Prosecutors seek to overturn a lower court’s ruling that temporarily halted the investigation.
As the Journal Sentinel editorializes, “To put it charitably, Randa's decision was overzealous — a federal judge big-footing a state investigation. His remedy — stamping it out — was too severe for the alleged offense.”
The Journal Sentinel also argues that two pieces of information from the largely secretive corruption probe are “discouraging for democracy”: that Walker, the same governor who promised to run “the most transparent administration in the history of the world,” encouraged donors to funnel corporate donations through Wisconsin Club for Growth to avoid disclosure, and that Walker benefited from $700,000 in campaign cash from out-of-state mining special interests -- "certainly an appearance of corruption," according to a nonpartisan special investigator.

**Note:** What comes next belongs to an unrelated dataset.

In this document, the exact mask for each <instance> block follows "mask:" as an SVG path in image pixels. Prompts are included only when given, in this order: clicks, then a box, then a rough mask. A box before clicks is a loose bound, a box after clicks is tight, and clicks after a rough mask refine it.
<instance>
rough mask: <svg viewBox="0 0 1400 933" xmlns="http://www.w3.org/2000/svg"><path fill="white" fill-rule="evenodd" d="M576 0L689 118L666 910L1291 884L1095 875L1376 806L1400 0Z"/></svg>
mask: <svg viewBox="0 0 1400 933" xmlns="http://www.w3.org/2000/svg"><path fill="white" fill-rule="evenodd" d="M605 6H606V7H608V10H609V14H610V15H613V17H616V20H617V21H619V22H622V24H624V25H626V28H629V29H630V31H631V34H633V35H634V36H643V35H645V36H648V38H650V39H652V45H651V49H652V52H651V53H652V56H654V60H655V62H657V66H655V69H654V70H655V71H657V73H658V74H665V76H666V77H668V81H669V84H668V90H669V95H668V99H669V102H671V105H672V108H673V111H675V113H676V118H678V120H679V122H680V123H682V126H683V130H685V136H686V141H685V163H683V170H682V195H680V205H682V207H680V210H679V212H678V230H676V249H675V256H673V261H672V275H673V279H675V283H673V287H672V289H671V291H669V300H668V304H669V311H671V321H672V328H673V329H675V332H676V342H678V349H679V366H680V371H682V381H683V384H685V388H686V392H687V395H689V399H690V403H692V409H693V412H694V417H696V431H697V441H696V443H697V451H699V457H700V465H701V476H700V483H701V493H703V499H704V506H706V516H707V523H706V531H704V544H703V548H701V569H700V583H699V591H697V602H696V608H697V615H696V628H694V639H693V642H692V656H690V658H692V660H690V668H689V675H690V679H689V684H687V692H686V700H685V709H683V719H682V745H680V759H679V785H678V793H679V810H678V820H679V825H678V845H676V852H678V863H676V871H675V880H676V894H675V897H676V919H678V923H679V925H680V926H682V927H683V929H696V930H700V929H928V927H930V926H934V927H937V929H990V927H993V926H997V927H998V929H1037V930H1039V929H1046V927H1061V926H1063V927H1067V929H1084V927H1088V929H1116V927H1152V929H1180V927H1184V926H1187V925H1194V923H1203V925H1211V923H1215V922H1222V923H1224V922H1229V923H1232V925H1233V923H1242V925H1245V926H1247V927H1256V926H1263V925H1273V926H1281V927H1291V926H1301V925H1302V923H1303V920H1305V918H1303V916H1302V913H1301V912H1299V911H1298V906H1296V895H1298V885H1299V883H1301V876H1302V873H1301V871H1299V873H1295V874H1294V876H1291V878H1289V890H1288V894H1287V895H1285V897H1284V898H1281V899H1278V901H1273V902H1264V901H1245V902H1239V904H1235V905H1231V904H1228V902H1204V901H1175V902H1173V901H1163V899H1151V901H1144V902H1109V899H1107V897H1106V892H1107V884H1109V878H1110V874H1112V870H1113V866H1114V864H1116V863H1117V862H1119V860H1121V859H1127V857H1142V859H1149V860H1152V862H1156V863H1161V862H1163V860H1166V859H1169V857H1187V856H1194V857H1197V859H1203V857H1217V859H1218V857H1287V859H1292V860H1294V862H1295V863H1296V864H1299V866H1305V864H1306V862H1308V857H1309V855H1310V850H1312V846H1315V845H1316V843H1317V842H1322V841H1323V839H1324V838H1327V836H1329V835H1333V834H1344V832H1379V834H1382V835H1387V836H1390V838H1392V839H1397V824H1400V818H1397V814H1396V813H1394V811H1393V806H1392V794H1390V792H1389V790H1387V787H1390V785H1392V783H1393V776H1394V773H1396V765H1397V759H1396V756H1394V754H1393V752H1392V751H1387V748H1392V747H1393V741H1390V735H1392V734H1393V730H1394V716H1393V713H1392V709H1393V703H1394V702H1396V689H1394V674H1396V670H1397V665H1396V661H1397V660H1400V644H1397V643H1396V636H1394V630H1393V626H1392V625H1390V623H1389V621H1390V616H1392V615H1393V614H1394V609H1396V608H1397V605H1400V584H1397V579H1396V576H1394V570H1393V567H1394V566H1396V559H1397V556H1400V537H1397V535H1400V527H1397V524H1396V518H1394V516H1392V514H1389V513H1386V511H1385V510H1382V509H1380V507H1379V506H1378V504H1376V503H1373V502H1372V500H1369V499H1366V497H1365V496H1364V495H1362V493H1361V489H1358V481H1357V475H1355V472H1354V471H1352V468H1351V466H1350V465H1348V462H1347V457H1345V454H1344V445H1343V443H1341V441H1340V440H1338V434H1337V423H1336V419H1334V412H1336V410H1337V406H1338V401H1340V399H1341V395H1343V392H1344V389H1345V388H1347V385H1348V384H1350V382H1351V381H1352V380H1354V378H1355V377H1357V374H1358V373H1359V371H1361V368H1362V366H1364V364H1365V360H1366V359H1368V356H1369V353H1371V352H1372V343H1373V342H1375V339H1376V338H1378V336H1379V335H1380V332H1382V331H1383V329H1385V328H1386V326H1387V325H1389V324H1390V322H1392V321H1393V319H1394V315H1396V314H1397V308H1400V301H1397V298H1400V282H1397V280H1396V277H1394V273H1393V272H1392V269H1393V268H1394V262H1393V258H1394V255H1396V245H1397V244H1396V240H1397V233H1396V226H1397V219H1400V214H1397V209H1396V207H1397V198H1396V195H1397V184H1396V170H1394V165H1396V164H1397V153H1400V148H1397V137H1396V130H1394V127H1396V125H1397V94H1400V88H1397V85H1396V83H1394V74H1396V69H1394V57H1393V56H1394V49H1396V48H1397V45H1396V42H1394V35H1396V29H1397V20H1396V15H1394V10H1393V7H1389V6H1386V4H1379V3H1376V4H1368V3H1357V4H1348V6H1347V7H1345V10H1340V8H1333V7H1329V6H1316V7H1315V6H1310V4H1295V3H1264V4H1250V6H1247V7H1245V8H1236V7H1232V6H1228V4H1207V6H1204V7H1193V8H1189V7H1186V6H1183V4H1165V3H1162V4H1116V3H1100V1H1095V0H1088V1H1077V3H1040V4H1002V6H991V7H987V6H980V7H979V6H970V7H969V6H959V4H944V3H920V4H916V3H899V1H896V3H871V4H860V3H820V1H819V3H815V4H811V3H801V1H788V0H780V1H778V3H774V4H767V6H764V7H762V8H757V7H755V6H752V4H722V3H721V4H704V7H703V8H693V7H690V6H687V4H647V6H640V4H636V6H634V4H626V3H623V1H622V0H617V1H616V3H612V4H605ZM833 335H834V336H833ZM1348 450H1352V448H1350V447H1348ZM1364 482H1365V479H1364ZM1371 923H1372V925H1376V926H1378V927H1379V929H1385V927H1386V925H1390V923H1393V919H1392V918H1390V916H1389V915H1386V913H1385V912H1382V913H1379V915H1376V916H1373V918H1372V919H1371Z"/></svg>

The latter point is also echoed by the Appleton Post Crescent in a scathing editorial that rips the “eye-opening,” “appalling” $700,000 donation from Gogebic Taconite (GTac).
“The court record has shown without a doubt that Scott Walker and RJ Johnson were involved in the biggest pay to play scheme in Wisconsin history. At minimum there is an appearance of corruption when wealthy special interests can donate huge sums of money and then write their own legislation,” Democratic Party of Wisconsin Chair Mike Tate said Tuesday. “We have faith that the court will allow the investigation to continue so that all Wisconsinites can have reassurance that their government is free from corruption.”